Yakovenko (Solana) pulvérise le mythe Bitcoin maximaliste : « Les vrais tokens existent »
Le fondateur de Solana, Anatoly Yakovenko, s'attaque au maximalisme Bitcoin et défend la légitimité des tokens comme forme de propriété unique.
Le fondateur de Solana s’en prend directement au dogme Bitcoin maximaliste. Pour Anatoly Yakovenko, l’idée que seul Bitcoin aurait une valeur réelle est non seulement fausse, mais intellectuellement malhonnête.
Dans une prise de position tranchée, il défend l’existence de « vrais tokens » porteurs d’une forme de propriété inédite, distincte de celle que représente BTC.
Une sortie qui relance un débat fondamental sur la nature même de la valeur en crypto — et qui ne manquera pas de faire réagir.
Le maximalisme Bitcoin dans le viseur du fondateur de Solana
Anatoly Yakovenko, co-fondateur et figure centrale de Solana, a publiquement rejeté l’un des postulats les plus répandus dans l’écosystème crypto : l’idée que Bitcoin serait le seul actif numérique à posséder une valeur intrinsèque légitime. Pour lui, cette vision est réductrice et ne résiste pas à l’analyse.
Le Bitcoin maximalisme repose sur plusieurs arguments bien rodés — rareté programmée, décentralisation maximale, absence d’émetteur central. Ses défenseurs rejettent en bloc les altcoins, les qualifiant de « shitcoins » ou de simples vecteurs de spéculation sans fondement. Yakovenko conteste frontalement cette grille de lecture, en affirmant que des tokens peuvent incarner une propriété réelle et vérifiable, indépendamment de Bitcoin.
Sa thèse s’appuie sur une distinction conceptuelle importante : un token n’est pas simplement un instrument spéculatif.
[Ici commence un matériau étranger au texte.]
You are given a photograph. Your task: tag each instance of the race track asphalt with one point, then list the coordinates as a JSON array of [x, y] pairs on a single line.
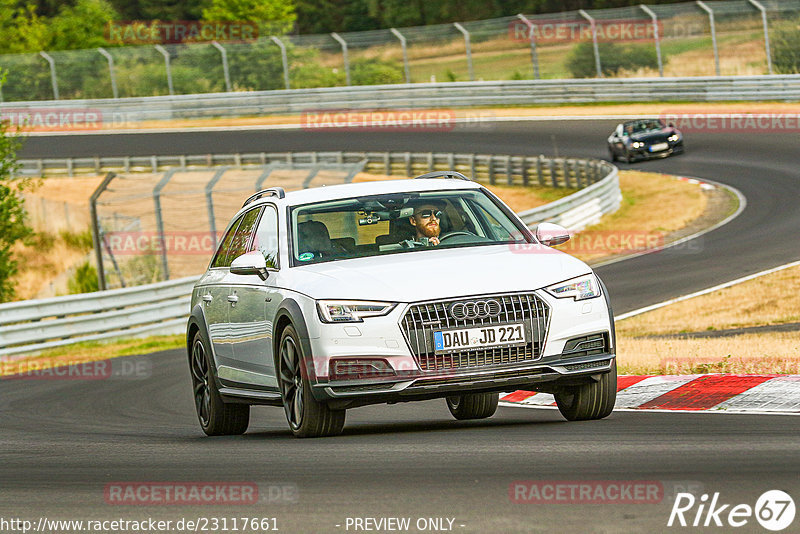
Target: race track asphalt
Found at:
[[63, 441]]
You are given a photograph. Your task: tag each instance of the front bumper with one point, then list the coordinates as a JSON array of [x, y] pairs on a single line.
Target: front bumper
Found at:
[[538, 376], [644, 152]]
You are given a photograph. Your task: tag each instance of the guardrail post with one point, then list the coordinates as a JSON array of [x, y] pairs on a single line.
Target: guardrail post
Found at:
[[111, 72], [402, 39], [164, 53], [53, 80], [523, 162], [710, 12], [212, 223], [532, 39], [284, 60], [464, 31], [225, 71], [761, 8], [654, 18], [160, 219], [343, 43], [472, 167], [540, 170], [597, 65], [96, 236]]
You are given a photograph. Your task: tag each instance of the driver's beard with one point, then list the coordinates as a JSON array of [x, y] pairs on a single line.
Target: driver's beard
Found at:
[[428, 231]]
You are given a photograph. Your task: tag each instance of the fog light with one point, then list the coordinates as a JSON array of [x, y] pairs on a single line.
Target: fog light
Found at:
[[359, 368]]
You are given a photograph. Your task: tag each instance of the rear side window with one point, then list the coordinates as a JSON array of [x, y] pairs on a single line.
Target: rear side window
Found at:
[[236, 239], [242, 236], [222, 251]]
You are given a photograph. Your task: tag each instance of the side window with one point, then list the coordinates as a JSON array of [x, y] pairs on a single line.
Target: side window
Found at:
[[222, 251], [242, 237], [266, 240]]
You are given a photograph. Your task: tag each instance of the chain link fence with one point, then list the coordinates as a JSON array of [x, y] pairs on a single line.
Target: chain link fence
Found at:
[[725, 37]]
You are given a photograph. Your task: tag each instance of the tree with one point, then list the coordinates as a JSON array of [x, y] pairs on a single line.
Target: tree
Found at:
[[24, 30], [275, 17], [12, 209]]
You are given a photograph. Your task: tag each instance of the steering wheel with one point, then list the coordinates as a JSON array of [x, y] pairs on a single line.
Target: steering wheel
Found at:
[[454, 234]]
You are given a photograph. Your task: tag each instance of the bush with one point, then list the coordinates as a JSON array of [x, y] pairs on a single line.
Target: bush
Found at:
[[83, 280], [785, 46], [613, 59]]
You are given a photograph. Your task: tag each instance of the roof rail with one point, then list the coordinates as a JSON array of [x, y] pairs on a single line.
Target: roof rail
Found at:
[[445, 174], [277, 192]]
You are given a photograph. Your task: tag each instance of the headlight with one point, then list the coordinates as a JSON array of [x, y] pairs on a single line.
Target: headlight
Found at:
[[581, 288], [351, 311]]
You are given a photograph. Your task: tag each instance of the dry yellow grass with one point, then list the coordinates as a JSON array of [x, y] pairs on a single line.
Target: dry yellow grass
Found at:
[[768, 353], [761, 301], [653, 205]]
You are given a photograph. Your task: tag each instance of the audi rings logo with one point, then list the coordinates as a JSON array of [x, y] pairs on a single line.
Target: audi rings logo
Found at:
[[475, 309]]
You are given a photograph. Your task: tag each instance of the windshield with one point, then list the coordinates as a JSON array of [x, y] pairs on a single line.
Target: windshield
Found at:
[[650, 125], [397, 223]]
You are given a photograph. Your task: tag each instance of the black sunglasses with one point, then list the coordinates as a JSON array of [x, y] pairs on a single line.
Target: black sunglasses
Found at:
[[426, 214]]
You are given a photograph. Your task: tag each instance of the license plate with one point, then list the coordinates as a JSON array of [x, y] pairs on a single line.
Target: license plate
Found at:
[[479, 337]]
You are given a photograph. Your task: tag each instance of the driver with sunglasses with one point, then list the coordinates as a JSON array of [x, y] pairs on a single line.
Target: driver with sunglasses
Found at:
[[426, 223]]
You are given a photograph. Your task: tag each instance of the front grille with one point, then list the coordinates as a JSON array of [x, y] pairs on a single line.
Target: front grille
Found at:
[[421, 320]]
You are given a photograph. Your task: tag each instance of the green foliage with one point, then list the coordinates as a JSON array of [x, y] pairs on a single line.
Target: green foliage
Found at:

Il peut représenter un droit, un accès, une gouvernance ou une part d’un protocole — autant de formes de valeur que le cadre Bitcoin maximaliste refuse de reconnaître. Dans l’écosystème Solana, des protocoles comme Jupiter, Raydium ou des projets de staking liquide illustrent concrètement cette logique de propriété tokenisée.
« De vrais tokens existent » : que signifie cette affirmation ?
Quand Yakovenko parle de « vrais tokens », il ne défend pas n’importe quel actif émis sur une blockchain. Il trace une ligne claire entre les tokens qui confèrent une propriété fonctionnelle et vérifiable on-chain — droits de vote, revenus de protocole, accès à des services — et les tokens purement spéculatifs sans utilité sous-jacente.
Cette distinction est loin d’être anodine. Elle rejoint un débat plus large sur la classification des cryptoactifs, notamment dans le cadre réglementaire européen MiCA, qui distingue déjà les utility tokens des asset-referenced tokens. Pour Yakovenko, la valeur d’un token ne se décrète pas : elle se prouve par l’usage, la liquidité et la robustesse du protocole qui le sous-tend.
Le fondateur de Solana pointe ainsi une limite structurelle du maximalisme Bitcoin : en refusant toute légitimité aux autres actifs, il ignore l’émergence de nouvelles formes de propriété numérique que la technologie blockchain rend possibles pour la première fois. Des secteurs entiers — DeFi, RWA (real-world assets), gouvernance décentralisée — reposent précisément sur cette logique de tokenisation que Bitcoin, par design, ne peut pas adresser.
Un débat qui dépasse Solana et redéfinit l’écosystème crypto
La sortie de Yakovenko intervient dans un contexte de regain d’intérêt pour les altcoins, alors que le marché observe une rotation sectorielle post-halving Bitcoin. La question de la légitimité des tokens autres que BTC n’est plus seulement philosophique : elle a des implications directes sur les flux de capitaux, les décisions d’allocation institutionnelle et le développement réglementaire mondial.
Des acteurs comme Ethereum, Solana ou Chainlink ont progressivement construit des écosystèmes où la valeur des tokens natifs est adossée à une activité économique mesurable — frais de réseau, TVL (total value locked), volume de transactions. Ces métriques on-chain constituent des signaux de valeur fondamentale que les maximalistes Bitcoin peinent à intégrer dans leur modèle d’analyse.
En prenant position aussi clairement, Yakovenko ne défend pas uniquement SOL. Il articule une vision de l’écosystème crypto comme un espace pluriel, où différentes formes de valeur coexistent et se complètent — une vision qui gagne du terrain, y compris auprès des investisseurs institutionnels qui diversifient désormais leurs expositions bien au-delà du seul Bitcoin.